I groaned a little. Poor dear, indeed.

Movement inside Winter caught my eye. The guards who’d gone into the tent with Hydris’s brother and Milo now exited. They went to stand around the fires the remaining guards had created, clearly trying to keep warm. Did that mean Milo was doing okay? Even if he didn’t see me, couldn’t talk to me, I still wanted to make sure he was unharmed.

“Well, well. Look at the little prince way out here without his guard. And us having just been forced to start paying his new taxes. How interesting.”

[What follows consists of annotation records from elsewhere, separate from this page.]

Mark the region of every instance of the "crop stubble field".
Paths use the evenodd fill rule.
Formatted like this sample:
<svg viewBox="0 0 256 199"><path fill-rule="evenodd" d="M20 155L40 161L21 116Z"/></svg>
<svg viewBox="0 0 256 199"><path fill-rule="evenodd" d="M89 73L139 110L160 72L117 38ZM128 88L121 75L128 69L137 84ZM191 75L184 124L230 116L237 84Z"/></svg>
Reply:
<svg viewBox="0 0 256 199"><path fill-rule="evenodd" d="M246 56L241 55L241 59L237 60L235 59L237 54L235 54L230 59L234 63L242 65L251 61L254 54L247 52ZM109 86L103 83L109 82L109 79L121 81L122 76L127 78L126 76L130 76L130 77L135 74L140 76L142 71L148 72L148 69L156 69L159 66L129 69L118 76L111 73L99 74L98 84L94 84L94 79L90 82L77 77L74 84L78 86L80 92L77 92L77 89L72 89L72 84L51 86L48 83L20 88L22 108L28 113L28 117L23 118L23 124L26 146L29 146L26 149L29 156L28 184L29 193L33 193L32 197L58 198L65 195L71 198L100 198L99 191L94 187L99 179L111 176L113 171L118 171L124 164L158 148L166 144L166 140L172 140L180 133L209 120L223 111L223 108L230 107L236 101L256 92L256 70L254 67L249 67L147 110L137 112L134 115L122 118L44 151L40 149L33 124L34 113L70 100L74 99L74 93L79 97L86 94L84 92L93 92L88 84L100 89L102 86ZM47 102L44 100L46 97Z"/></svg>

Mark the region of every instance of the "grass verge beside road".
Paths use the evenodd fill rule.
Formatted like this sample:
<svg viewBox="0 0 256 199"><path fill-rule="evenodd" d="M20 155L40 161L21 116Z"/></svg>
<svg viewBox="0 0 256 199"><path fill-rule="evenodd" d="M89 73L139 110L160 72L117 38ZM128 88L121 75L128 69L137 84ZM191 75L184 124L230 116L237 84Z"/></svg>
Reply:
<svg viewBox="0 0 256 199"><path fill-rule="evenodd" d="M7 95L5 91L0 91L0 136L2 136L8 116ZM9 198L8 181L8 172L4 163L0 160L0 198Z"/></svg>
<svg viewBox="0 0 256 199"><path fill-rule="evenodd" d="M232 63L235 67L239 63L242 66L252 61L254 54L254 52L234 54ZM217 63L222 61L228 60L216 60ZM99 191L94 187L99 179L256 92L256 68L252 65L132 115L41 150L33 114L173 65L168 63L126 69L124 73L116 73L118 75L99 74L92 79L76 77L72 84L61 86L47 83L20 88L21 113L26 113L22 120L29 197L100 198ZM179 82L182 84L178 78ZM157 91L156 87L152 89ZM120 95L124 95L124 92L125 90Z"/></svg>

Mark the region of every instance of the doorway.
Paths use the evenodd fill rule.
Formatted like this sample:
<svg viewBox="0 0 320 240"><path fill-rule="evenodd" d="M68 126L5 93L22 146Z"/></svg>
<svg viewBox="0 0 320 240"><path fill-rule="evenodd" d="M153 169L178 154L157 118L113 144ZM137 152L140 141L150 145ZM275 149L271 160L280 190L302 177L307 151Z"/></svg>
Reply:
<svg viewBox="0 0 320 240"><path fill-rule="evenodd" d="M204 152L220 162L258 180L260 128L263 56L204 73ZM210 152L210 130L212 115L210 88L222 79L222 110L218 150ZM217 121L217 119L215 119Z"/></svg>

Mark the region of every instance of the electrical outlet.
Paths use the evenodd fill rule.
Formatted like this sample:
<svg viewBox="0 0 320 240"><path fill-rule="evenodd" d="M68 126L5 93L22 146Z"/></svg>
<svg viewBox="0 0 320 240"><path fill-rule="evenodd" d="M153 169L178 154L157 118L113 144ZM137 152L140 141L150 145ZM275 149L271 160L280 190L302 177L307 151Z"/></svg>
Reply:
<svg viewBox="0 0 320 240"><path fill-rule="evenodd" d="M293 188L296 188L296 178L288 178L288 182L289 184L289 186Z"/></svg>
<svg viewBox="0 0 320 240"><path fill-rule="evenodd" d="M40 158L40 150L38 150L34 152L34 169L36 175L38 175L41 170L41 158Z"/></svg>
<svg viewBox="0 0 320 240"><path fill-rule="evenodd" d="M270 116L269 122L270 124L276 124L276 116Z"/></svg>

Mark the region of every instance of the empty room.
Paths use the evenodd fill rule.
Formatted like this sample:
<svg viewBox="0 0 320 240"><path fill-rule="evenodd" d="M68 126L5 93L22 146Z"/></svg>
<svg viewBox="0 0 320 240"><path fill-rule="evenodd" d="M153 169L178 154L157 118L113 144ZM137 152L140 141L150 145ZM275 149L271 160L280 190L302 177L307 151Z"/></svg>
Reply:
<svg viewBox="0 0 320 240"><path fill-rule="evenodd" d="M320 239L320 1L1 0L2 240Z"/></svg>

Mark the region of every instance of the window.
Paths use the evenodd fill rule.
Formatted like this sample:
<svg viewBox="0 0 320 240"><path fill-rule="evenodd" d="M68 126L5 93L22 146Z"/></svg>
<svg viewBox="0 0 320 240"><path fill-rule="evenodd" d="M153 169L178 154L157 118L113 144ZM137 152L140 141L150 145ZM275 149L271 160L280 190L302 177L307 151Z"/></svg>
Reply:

I turned around to see five men and three women slowly surrounding Hydris, each of them holding scythes and looking like absolute trouble. Hydris was already a couple feet off the ground, his wings fluttering fast.

“What new tax?” he asked.

“What new tax?” one of the women practically snarled. “The one you leveled on our whole village for not producing enough foodstuffs for the crown.”

“We’re grass-growers,” a man hollered.

“You expect us to stop what we’ve been doing for three generations,” another man said, “to start growing food that won’t ripen because your own father cursed your worthless ass?”

Hydris went from concerned to upset in a blink. “My father didn’t curse us. And you can grow what?—”

“We’ll grow whatever we want to grow,” the man interrupted and raised his scythe, “and there’s nothing you can do about it!”

I had to intervene. “Hey, now,” I said as I eased between them to stand with Hydris. “Let’s not let our emotions get away from us.”

Another woman shoved into the group, making a few of the agitators scramble out of the way so as not to stab themselves or each other. Oh, she was very pregnant. And by the fierce expression on her face, having none of this.